## How LambdaMART works

Here is the high-level workflow of xgboost LambdaMart:

### 1. **Initial Model and Baseline Prediction**
- The process begins with an initial model that makes baseline predictions about the relevance of items. This model can be very simple, often just predicting the average relevance score.

### 2. **Calculation of Gradients (Lambdas)**
- After the initial predictions, the algorithm calculates gradients, which, in ranking tasks, are represented by lambda values. These lambdas are derived from the difference in a ranking metric (like NDCG) that would result from swapping pairs of items in the ranking. They quantify the direction and magnitude of the error in the ranking.

### 3. **Building Weak Learners to Predict Gradients**
- Gradient boosting then builds weak learners (typically decision trees) to predict these gradients rather than directly predicting the relevance scores.

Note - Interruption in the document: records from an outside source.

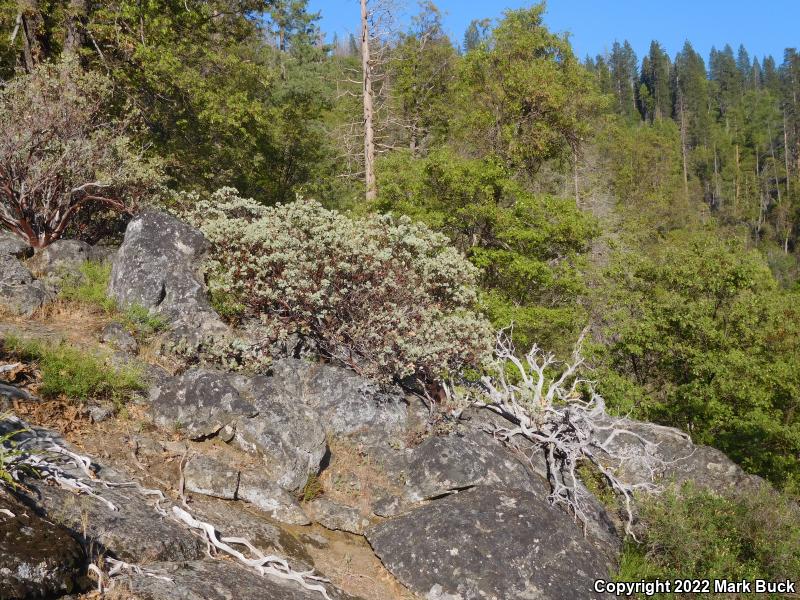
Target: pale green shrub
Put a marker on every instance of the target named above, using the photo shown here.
(386, 296)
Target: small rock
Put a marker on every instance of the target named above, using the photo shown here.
(337, 517)
(62, 258)
(204, 475)
(270, 498)
(37, 557)
(101, 412)
(444, 547)
(120, 338)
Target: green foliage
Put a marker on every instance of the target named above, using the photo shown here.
(694, 534)
(75, 373)
(90, 287)
(527, 246)
(523, 96)
(389, 297)
(705, 341)
(9, 455)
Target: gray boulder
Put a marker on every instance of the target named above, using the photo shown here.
(12, 245)
(264, 494)
(251, 414)
(681, 460)
(38, 559)
(20, 293)
(215, 580)
(490, 543)
(120, 338)
(158, 267)
(133, 532)
(204, 475)
(348, 404)
(212, 477)
(441, 465)
(198, 403)
(286, 433)
(62, 257)
(332, 515)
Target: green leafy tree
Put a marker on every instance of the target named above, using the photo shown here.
(528, 246)
(704, 341)
(524, 97)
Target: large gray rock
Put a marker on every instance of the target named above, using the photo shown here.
(158, 267)
(215, 580)
(12, 245)
(348, 404)
(286, 433)
(199, 403)
(62, 257)
(212, 477)
(441, 465)
(249, 412)
(38, 559)
(490, 543)
(266, 495)
(134, 532)
(20, 293)
(680, 459)
(332, 515)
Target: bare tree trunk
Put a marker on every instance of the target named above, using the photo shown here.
(786, 151)
(683, 151)
(369, 131)
(31, 21)
(76, 19)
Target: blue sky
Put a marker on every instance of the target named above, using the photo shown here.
(765, 27)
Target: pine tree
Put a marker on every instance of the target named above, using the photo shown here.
(623, 77)
(655, 76)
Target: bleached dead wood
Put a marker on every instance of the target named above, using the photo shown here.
(46, 458)
(549, 404)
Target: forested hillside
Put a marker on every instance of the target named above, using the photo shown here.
(651, 202)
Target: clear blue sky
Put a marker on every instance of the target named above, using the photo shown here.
(763, 26)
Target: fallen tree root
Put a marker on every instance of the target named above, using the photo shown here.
(562, 416)
(46, 462)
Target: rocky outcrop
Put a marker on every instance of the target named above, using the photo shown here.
(681, 460)
(20, 292)
(489, 543)
(213, 580)
(251, 414)
(38, 559)
(220, 479)
(157, 267)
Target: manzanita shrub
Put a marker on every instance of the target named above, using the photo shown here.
(386, 296)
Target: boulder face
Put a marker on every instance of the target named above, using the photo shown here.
(20, 293)
(38, 559)
(489, 543)
(347, 404)
(682, 460)
(249, 413)
(157, 268)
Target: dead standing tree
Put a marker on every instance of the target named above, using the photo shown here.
(562, 416)
(360, 140)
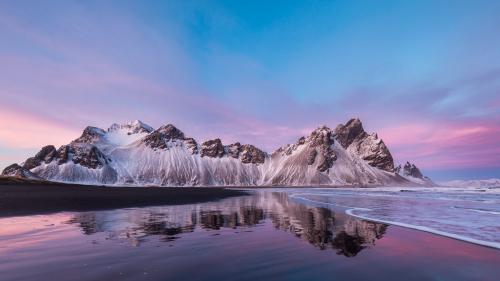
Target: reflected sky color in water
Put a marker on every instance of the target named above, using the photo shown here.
(266, 235)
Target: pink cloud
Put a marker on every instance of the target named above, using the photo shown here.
(25, 130)
(445, 144)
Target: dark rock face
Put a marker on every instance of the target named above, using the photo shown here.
(327, 156)
(251, 154)
(88, 156)
(158, 139)
(15, 170)
(411, 170)
(90, 135)
(191, 145)
(348, 133)
(320, 142)
(234, 150)
(311, 157)
(368, 146)
(134, 127)
(212, 148)
(45, 155)
(170, 132)
(85, 155)
(63, 154)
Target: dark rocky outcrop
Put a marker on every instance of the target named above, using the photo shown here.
(234, 150)
(411, 170)
(348, 133)
(368, 146)
(45, 155)
(212, 148)
(88, 156)
(134, 127)
(18, 171)
(159, 138)
(191, 145)
(320, 146)
(251, 154)
(90, 135)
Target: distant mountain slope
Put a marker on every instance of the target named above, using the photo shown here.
(136, 154)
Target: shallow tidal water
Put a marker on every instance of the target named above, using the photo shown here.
(287, 234)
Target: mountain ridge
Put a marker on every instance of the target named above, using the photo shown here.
(137, 154)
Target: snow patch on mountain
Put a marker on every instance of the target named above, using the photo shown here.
(136, 154)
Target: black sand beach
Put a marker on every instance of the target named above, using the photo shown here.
(25, 197)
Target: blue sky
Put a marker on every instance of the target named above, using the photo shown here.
(425, 75)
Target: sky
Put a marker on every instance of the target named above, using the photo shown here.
(424, 75)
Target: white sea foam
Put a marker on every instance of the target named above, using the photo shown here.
(454, 213)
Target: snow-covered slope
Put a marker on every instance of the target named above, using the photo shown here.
(136, 154)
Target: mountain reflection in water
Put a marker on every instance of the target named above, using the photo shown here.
(321, 227)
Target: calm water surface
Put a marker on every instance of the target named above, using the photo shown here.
(268, 235)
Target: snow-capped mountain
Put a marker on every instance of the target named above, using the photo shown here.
(137, 154)
(412, 173)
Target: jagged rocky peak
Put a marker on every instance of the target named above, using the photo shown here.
(90, 135)
(348, 133)
(15, 170)
(368, 146)
(45, 155)
(170, 132)
(133, 127)
(320, 150)
(411, 170)
(316, 149)
(85, 155)
(251, 154)
(234, 150)
(161, 137)
(319, 137)
(212, 148)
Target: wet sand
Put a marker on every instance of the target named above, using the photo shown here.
(26, 197)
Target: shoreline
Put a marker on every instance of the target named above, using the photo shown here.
(350, 211)
(19, 197)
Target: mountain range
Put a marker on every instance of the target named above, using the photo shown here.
(137, 154)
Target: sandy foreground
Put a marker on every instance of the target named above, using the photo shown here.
(25, 197)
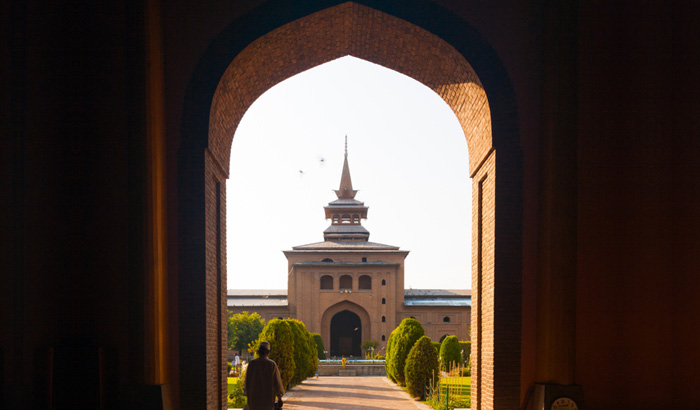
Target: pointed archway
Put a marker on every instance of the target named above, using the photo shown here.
(431, 46)
(346, 334)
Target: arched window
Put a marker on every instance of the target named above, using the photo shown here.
(365, 282)
(326, 282)
(346, 282)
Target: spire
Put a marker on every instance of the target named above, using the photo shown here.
(346, 212)
(345, 191)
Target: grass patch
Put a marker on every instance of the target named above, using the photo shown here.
(454, 391)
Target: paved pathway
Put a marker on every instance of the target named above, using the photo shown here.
(346, 393)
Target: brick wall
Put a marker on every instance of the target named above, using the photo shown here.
(352, 29)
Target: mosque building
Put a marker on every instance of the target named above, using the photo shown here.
(349, 289)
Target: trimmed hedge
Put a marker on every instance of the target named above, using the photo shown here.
(388, 357)
(466, 348)
(421, 366)
(304, 352)
(319, 346)
(279, 334)
(402, 340)
(450, 353)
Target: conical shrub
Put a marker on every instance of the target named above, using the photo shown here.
(421, 366)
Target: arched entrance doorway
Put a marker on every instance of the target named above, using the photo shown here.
(346, 334)
(257, 52)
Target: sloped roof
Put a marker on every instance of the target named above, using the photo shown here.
(257, 292)
(438, 292)
(344, 245)
(437, 297)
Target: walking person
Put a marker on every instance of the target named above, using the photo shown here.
(237, 364)
(263, 382)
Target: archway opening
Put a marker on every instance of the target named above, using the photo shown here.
(346, 334)
(237, 69)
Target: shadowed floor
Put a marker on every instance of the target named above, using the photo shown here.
(341, 393)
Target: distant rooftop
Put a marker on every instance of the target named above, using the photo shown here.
(256, 297)
(412, 297)
(345, 245)
(438, 292)
(437, 297)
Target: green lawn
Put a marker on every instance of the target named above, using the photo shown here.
(460, 386)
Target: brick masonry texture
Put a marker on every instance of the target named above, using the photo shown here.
(352, 29)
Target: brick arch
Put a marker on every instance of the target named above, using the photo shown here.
(359, 31)
(339, 307)
(490, 125)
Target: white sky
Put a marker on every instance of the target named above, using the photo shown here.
(408, 159)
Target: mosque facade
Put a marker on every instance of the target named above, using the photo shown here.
(349, 289)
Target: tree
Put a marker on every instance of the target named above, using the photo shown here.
(390, 357)
(450, 352)
(279, 333)
(304, 352)
(319, 346)
(421, 366)
(243, 328)
(402, 340)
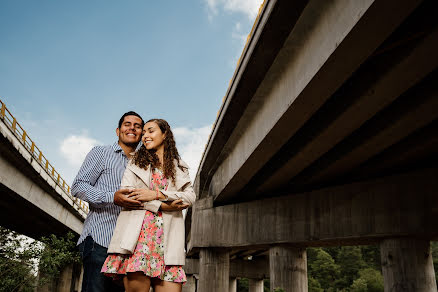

Each tree focuses on correcting the errors made by the ensemble of previously built trees.

### 4. **Adjusting Predictions**
- The predictions from the model are adjusted based on the output of these weak learners, effectively moving the predicted ranking closer to the optimal ranking. The adjustments are made in a direction that improves the overall ranking metric, with the magnitude of adjustment modulated by the learning rate.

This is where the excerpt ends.